- Born: April 15, 1919 Brooklyn, New York, USA
- Died: December 14, 2007 (aged 88) Kendall, Florida
- Resting place: Mount Nebo Cemetery, West Miami, Florida
- Education: Degree in Biology
- Alma mater: University of Miami
- Occupation(s): Boxing historian, writer
- Years active: 1950s – 2007
- Spouse: Sylvia Kaplan
- Children: Barbara Kaplan Haar Dr. Steven Kaplan

= Hank Kaplan =

American boxing historian (1920–2007)

Hank Kaplan (April 15, 1920 - December 14, 2007) was an American boxing historian and writer. Always wearing one of many of his prized boxing baseball caps, and smoking a pipe, he is widely regarded as the nation's foremost boxing historian, and was known and respected worldwide. Kaplan was known to possess the largest collection of boxing memorabilia, consisting of millions of pieces including newspaper articles, books, and photographs, stemming back from the 19th century. His expertise in boxing history helped him earn the nickname "Lord of the Ring."

==Childhood and family life==
Kaplan was born in Brooklyn, New York, to Jewish immigrant parents from Lithuania.

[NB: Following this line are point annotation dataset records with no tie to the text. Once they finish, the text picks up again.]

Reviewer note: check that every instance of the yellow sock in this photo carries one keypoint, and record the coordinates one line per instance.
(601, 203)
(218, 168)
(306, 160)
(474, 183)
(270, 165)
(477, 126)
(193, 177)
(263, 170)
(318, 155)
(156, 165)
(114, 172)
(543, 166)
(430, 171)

He had three siblings. His father died of tuberculosis, when Kaplan was only 9 years of age, leaving his mother to raise four children on her own. His mother struggled to make ends meet as a seamstress, but was forced to place the children in an orphanage at a young age. Hank Kaplan spent much of his early years growing up in the Hebrew Orphan Asylum of New York (HOA), also known as the Academy. He was an active member of HOA and participated in annual events throughout his entire lifetime. Kaplan and his siblings later moved back with their mother during his early teenage years, and she supported the children by working as a seamstress. She owned a business designing and sewing wedding gowns.

Kaplan became interested in boxing beginning from his early years in Brooklyn, after he suffered a bloody nose in his childhood from a fight with another smaller child at Camp Wakitan in upstate New York. He had his first and only professional boxing fight as an adolescent in Bridgeport, Connecticut in the early 1940s, which he won.

==Military career==
Kaplan joined the U.S. Coast Guard in his early 20s, and served during World War II, as he wanted to follow in the footsteps of his idol at the time, Jack Dempsey. He spent time in the Coast Guard disinfecting ships, after learning skills about chemical warfare and how to prevent the spread of contamination. He was later assigned to work for the U.S. Department of Public Health. He attended the University of Miami at night, while he continued to work during the day, inspecting ships for any signs of infectious contamination. Following this, he worked for the Centers for Disease Control and Prevention, where he, along with 4 other scientists, went to Indonesia where they spent nine weeks in attempt to battle a severe outbreak of Bubonic Plague. Kaplan worked for the CDC until retirement, at age 55.

==Career==
Kaplan moved to Miami as a young adolescent, where he married his first wife. They had two children, twins, but divorced shortly after. His interest in boxing grew while living in Miami. He spent many hours at the Fifth Street Gym in Miami Beach, where he first met Cassius Clay (later to be known as Muhammad Ali). Kaplan spent many hours at the Fifth Street Gym, with many of boxing's greatest legends from the 1950s. It was here that he met the Dundee brothers, Chris and Angelo. Kaplan later became the publicist for the Dundee brothers' fighters, who included Muhammad Ali. For a short period of time, he co-promoted fights with Ramiro Ortiz, however, his passion for boxing history took over his love for promoting.

Kaplan was the founder and editor of Boxing Digest and served as a boxing consultant to various media outlets for many years, including ESPN, HBO and Showtime. He also wrote for The Ring magazine. He received the James J. Walker Award for long and meritorious service to boxing from the Boxing Writers Association of America in 2002. In 2006 he was elected to the International Boxing Hall of Fame. Many professional boxers had wished to nominate Kaplan for the Hall of Fame for years on end, however, since Hank served on the Hall of Fame Nominating Committee, they were unable to nominate him. As was typical, anyone who was worthy of a nomination would typically voluntarily step down from the Nominating Committee in order to accept the nomination. Kaplan, however, refused to do so for years, stating he wanted to see others nominated before him. After much pressure, Kaplan agreed and was inducted in 2006 into the International Boxing Hall of Fame.

==Legacy==
Kaplan married Sylvia in Florida, whom he was married to for 56 years, until her death. They had two children together. His wife was known to invite many boxers into their home, often cooking for them and assisting them with any needs. He never sold any of his pieces of boxing history, despite their monetary value. He was quoted as saying "None of this is for my own glory. I have no dreams of great rewards. My love of boxing comes first." Upon his death, he donated his entire boxing archives to Brooklyn College in New York.

Kaplan died on the morning of December 14, 2007 at his home in Kendall, Florida, after a brief battle with cancer. He was survived by two daughters and a son, his brother, his sister, and four grandchildren.